Keywords: radial spherical plain bearing; self-lubricating bearing; structure; improvement
1 Existing problems
2ZU5/8KMF self-lubricating radial spherical plain bearing is a support bearing on a certain type of helicopter automatic tilter. Its self-lubricating layer is made of DU material. It is pasted on the inner diameter surface of the bearing outer ring with adhesive and squeezed between the working surfaces of the inner and outer rings of the bearing by pressure. When the bearing is working, the DU material lubricating layer plays a lubricating role between the inner and outer rings, and no lubricant needs to be replenished. In actual work, due to the normal wear of the bearing self-lubricating layer, the bearing clearance increases. When the temperature, load and other conditions change suddenly, the self-lubricating layer falls off from the pasted surface and slides out of the outer diameter end face.

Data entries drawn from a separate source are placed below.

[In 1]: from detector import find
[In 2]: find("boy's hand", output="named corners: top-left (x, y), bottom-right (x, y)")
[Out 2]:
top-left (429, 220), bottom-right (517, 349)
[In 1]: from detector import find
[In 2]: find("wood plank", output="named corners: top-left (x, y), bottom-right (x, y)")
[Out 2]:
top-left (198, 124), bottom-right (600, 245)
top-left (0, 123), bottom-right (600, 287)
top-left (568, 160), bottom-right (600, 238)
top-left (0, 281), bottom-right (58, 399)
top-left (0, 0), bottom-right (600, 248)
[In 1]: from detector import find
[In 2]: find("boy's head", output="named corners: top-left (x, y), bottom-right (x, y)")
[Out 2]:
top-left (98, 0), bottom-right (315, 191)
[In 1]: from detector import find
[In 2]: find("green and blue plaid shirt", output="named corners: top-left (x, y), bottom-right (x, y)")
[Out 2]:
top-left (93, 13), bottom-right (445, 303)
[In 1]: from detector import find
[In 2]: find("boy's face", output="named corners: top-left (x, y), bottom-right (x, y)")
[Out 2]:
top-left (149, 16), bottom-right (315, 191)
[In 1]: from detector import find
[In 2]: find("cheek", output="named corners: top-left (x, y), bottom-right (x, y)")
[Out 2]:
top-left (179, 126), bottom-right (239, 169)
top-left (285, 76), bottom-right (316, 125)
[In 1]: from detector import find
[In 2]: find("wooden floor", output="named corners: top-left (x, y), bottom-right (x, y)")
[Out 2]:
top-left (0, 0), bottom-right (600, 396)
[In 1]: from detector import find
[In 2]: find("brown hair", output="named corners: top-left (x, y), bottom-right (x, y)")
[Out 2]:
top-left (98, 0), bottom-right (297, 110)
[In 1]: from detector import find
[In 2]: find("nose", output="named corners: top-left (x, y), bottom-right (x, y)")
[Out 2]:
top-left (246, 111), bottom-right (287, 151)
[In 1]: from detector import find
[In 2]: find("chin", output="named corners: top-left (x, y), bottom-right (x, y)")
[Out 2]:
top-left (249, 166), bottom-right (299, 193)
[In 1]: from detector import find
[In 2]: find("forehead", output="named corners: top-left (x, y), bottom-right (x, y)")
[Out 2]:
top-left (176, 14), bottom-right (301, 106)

If the lubricating layer slides out completely, the bearing will lose its self-lubricating function, the inner and outer rings will be severely worn and overheated, causing the bearing to fail prematurely, endangering flight safety.
2 Improvement measures
(1) Add anti-slip ribs at both ends of the inner surface of the outer ring (see Figure 1). The lubricating layer material is 0.5mm thick, while normal wear of the lubricating layer over the bearing's lifespan is 0.008-0.01mm. Therefore, ribs 0.3mm high and 0.6mm wide were added to both ends of the inner surface of the outer ring of the 2ZU5/8KMF bearing. The lubricating layer width was reduced by twice the rib width, while the remaining structure remained unchanged. This way, after cladding, the self-lubricating layer material is confined by the ribs on the inner surface of the bearing outer ring and its thickness exceeds the ribs by 0.2mm. Even if its thickness decreases due to normal wear during operation, it will not fall below the ribs and slide out to the sides.
(2) Improve the interface method at both ends of the self-lubricating layer. The original simple bevel joint method at both ends of the lubricating layer was changed to a "dovetail" joint method (see Figure 2), which also effectively avoided the relative sliding phenomenon of the lubricating layer at the interface.
3. Conclusion
The two improved bearings were subjected to one million swing tests on an E06-12 swing tester according to the original test guidelines. A comprehensive inspection of the bearings after testing revealed normal wear of the self-lubricating layer and excellent condition. No slippage was observed; all bearing parameters and appearance met requirements. The improved bearings have been in field use for over a year and have performed well, with no slippage of the lubricating layer. This design improvement offers guidance for addressing the issue of lubricating layer slippage in other types of self-lubricating spherical plain bearings.